The North Pacific Fisheries Management Council took final action to create a Bering Sea/Aleutian Islands limited entry program for the cod trawl fishery in their October meeting, but dropped a gear provision element that would have provided more flexibility for trawlers to avoid bycatch by being able to lease quota to other gear types.
The gear provision element would have made it possible for boats fishing pot gear to lease quota from a trawl boat or for a trawler to take their quota on a pot boat if they were encountering high halibut or other bycatch.
Advisory panel member Erik Velsko said it was unfortunate that the provision got dropped and that the decision was largely based on an effort by the trawl lobbyists to paint the pot fishery as dirty.
“They were almost painting a picture that pot cod is dirtier than trawl,” Velsko said.

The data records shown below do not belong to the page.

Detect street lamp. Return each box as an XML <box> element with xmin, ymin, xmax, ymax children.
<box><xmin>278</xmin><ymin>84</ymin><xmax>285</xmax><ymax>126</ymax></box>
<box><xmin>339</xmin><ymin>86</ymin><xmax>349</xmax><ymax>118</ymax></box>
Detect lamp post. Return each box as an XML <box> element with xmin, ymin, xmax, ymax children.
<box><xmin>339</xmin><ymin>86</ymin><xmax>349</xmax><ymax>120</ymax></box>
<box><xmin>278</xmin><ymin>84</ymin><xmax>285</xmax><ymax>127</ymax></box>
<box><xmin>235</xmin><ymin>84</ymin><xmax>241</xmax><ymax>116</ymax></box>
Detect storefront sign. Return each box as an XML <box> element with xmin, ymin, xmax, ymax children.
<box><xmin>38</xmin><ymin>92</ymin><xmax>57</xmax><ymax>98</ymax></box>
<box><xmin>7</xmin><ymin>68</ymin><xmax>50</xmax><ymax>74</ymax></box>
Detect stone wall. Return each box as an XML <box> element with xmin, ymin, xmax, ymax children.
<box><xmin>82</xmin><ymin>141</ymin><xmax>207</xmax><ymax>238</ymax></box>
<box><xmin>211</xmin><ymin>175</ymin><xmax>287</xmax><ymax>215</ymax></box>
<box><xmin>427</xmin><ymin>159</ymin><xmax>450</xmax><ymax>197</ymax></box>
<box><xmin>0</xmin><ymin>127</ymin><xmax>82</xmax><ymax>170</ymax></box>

Part of that came from a National Marine Fisheries Service estimate that half of the crab caught as bycatch in cod pots and thrown overboard don’t survive.
“They need to do another study and get that readdressed because that’s just not true,” he said.
He guessed the mortality percentage is probably closer to 5% since the pot cod fishermen are not generally fishing extreme cold temperatures that freezes the lungs of the crab, and that there have been no studies of how many crab are squashed on the bottom and killed by hard-on-bottom trawling in fisheries like yellowfin sole.
He said that “unobserved mortality” in the trawl fishery is an issue that needs to be addressed, sooner rather than later.
Velsko also said that the Bering Sea seems to be in pretty bad shape and managing for sustained yield of one large biomass species such as cod or pollock at the expense of species with a smaller biomass but higher monetary value such as crab, halibut and black cod is short-sighted.
“Back when we set all these limits (on bycatch), there was plenty of fish to go around, and stuff starts necking down here,” he said.
He said that static caps on bycatch lead to situations like now where the trawl fleet catches and discards more pounds of halibut than what is allowed in the directed fishery.
He has been advocating for an abundance-based cap on bycatch, but said that with the deep pockets of the trawl interests that lobby the Council, he’s not optimistic.
However, he says something needs to be done.
“They need to take a more holistic approach to management,” he said.